Russophiles delight...there is so much great contemporary Russian literature cropping up on our shelves these days! First published in Russia in 2011, Sergei Lebedev's haunting tale of the legacy of the Soviet gulag system is now available to English-speaking readers. Be warned - this one is not for the faint of heart or the squeamish. Lebedev does not shy away from brutal depictions of the notoriously harsh Soviet prison camps. 

Our unnamed narrator, a geologist born in the 1980s, embarks on a journey northward to learn the history of someone from his past, a neighbour known simply as Grandfather II, who saved the narrator's life several times in childhood. Despite the familial nickname, the bond between the narrator and his elderly neighbour was never particularly loving, and seemed to be held tenuously by the narrator's sense of guilt and obligation toward the older man. What begins as a quest for answers about Grandfather II's shady past brings the young geologist face to face with the horrors of the gulags.
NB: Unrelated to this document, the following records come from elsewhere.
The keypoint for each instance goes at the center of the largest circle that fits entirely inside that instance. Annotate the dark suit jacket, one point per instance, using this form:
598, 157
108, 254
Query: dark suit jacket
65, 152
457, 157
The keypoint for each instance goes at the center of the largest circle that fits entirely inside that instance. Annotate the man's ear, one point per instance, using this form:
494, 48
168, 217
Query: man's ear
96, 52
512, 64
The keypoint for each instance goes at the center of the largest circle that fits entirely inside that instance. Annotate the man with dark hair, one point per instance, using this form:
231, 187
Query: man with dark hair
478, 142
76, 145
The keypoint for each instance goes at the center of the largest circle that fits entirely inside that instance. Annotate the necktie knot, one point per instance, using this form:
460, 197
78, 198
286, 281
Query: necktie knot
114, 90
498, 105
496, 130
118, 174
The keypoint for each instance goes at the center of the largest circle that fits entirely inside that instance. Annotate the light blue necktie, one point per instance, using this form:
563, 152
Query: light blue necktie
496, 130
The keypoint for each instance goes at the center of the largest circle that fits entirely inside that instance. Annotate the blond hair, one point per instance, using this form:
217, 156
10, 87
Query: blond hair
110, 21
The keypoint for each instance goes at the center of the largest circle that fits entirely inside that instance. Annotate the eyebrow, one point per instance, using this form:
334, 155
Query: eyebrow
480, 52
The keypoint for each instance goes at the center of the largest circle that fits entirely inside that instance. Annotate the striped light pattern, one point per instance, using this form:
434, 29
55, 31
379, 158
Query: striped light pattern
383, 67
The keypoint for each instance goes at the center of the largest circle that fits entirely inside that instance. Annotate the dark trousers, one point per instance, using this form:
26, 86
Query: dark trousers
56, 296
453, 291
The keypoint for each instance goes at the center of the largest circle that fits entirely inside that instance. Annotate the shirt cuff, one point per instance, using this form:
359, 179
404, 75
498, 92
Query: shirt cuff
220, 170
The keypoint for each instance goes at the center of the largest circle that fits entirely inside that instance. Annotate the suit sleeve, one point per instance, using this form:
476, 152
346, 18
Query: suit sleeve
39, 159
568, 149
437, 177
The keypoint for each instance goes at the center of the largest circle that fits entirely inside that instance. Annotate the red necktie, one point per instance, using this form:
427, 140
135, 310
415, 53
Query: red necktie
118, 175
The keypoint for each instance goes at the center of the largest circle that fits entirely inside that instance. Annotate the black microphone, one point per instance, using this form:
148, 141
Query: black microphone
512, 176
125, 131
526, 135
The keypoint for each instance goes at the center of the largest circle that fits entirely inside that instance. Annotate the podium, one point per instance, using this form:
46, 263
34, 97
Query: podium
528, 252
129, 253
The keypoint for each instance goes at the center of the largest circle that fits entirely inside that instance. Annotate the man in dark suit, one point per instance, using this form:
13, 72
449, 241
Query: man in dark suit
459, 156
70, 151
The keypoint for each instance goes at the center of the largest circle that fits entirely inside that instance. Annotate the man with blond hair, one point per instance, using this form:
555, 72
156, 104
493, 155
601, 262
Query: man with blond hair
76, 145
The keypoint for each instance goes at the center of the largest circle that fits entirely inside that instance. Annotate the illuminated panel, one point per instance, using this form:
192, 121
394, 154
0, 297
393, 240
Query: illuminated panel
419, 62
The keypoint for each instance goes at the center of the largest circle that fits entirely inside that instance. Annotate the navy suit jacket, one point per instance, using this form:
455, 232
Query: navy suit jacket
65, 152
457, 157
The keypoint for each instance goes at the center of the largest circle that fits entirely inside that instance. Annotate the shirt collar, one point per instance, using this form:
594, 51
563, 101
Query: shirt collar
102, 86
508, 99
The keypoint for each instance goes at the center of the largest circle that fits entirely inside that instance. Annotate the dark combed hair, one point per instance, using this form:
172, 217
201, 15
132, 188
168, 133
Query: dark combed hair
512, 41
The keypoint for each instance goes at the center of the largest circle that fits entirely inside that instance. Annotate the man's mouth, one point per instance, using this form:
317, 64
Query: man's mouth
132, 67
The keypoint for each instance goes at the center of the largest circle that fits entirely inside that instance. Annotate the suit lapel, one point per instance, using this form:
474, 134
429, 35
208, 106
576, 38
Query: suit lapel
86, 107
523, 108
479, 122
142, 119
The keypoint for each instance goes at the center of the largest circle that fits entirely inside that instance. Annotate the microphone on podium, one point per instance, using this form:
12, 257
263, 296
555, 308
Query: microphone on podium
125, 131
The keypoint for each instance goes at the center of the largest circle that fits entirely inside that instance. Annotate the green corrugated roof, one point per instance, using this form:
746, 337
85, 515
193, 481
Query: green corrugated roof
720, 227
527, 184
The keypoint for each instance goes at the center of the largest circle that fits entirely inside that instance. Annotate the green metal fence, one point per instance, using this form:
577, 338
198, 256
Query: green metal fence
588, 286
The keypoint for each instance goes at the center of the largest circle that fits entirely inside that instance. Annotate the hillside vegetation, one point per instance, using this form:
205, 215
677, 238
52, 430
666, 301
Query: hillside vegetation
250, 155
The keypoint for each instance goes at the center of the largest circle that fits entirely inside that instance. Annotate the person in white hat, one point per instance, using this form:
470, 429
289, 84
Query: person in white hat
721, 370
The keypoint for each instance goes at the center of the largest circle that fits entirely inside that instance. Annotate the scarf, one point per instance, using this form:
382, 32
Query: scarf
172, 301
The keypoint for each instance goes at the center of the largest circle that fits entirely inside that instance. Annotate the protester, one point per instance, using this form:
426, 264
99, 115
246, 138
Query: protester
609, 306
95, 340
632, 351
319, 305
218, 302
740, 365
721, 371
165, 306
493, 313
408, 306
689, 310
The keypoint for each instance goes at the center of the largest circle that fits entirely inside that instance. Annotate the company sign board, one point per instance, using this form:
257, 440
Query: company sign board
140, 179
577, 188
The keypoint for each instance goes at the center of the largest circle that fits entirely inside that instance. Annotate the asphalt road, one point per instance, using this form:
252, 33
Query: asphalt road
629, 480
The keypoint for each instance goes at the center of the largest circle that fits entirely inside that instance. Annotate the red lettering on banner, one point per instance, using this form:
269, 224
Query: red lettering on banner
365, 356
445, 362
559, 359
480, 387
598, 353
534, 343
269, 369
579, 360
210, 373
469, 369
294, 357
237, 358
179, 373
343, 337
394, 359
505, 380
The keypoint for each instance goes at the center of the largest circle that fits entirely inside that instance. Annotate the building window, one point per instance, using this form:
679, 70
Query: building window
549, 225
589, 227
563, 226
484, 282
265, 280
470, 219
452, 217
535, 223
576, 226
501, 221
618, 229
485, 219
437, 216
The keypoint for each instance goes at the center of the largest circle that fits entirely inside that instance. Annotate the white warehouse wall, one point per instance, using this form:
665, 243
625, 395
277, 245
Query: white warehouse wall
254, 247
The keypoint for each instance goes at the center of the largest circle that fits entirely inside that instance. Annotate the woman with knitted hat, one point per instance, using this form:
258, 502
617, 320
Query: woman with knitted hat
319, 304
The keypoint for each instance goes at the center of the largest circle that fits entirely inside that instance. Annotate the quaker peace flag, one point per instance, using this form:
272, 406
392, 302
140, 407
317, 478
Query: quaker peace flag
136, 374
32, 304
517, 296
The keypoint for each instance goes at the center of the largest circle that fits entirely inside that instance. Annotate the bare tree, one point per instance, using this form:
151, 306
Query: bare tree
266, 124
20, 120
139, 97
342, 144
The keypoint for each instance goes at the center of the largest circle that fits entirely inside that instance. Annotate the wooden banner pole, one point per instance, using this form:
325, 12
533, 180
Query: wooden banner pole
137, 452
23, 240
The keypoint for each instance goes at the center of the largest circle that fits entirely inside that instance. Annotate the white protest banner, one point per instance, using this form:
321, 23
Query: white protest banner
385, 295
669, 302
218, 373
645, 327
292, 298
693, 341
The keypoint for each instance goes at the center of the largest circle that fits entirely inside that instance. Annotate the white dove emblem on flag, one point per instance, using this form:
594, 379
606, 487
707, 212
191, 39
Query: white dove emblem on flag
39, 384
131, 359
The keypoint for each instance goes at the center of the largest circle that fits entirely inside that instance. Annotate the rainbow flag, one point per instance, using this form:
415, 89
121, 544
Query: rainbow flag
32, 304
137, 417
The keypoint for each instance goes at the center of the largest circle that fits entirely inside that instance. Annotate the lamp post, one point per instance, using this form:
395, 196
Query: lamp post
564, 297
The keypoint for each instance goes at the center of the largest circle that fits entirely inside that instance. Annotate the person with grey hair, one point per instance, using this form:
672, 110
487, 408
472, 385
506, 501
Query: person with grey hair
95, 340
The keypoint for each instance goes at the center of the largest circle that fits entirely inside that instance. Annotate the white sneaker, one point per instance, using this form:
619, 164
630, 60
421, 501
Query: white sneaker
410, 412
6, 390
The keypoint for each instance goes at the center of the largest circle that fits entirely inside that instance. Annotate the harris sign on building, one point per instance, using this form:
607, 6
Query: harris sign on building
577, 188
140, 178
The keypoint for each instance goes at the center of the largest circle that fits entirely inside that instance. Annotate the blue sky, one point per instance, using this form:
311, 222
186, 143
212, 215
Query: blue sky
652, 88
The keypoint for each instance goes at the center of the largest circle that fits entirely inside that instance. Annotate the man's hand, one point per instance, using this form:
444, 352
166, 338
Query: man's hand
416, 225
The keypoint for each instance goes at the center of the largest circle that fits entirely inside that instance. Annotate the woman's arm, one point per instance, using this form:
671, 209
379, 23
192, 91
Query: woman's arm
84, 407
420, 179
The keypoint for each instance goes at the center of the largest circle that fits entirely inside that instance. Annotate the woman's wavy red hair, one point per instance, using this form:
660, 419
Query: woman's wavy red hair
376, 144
Blending the personal with the political with a poetic narrative style, Lebedev's voice sheds light on a part of Russian history that its current leaders would prefer to forget. This is a bleak, grim book, but a fascinating one! Couple it with Ludmila Ulitskaya's The Big Green Tent, Oleg Kashin's Fardwor, Russia! A Fantastical Tale of Life Under Putin, or Vladmir Sorokin's The Blizzard, and slake your thirst for contemporary Russian lit.